Not to be confused with the 80s movie or hit song, St. Elmo's Fire is a "glow on a masthead produced by an extreme buildup of electrical charge," according to the National Weather Service.
The 50th Air Refueling Squadron captured video of it as crews prepared for Hurricane Idalia, and posted it on X (the platform formerly known as Twitter). They described it as "a weather phenomenon in which luminous plasma is created in an atmospheric electric field."
According to the American Meteorological Society, St.
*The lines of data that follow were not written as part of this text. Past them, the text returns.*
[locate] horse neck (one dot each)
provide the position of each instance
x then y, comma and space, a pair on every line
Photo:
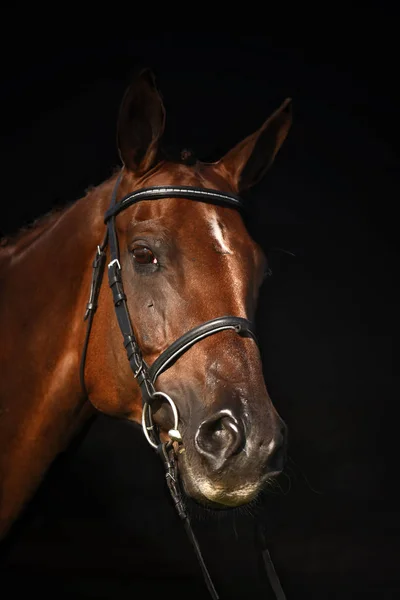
44, 289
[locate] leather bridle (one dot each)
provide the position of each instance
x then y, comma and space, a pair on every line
146, 376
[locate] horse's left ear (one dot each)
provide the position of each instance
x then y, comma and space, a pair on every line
140, 124
248, 161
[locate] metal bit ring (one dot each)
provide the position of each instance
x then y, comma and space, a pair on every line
147, 420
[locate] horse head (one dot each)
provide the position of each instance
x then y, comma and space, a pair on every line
184, 263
Elmo's Fire happens "when the environmental electric field is high, typically at the tips of sharp conductors that enhance the electric field."
As electrical engineer William Beaty explained to Scientific American, "St. Elmo's fire is seen during thunderstorms when the ground below the storm is electrically charged, and there is high voltage in the air between the cloud and the ground. The voltage tears apart the air molecules and the gas begins to glow."
It got its name from "Mediterranean sailors who regarded it as a visitation of their patron saint, Elmo (Erasmus)," according to AMS.
The good news is that it's considered a good omen.
Hurricane Idalia made landfall Wednesday in Florida as a Category 3 storm and unleashed devastation along a wide stretch of the Gulf Coast, submerging homes and vehicles, turning streets into rivers, unmooring small boats and downing power lines in an area that has never before received such a pummeling.
Idalia came ashore in the lightly populated Big Bend region, where the Florida Panhandle curves into the peninsula. It made landfall near Keaton Beach at 7:45 a.m. as a high-end Category 3 hurricane with maximum sustained winds near 125 mph (205 kph).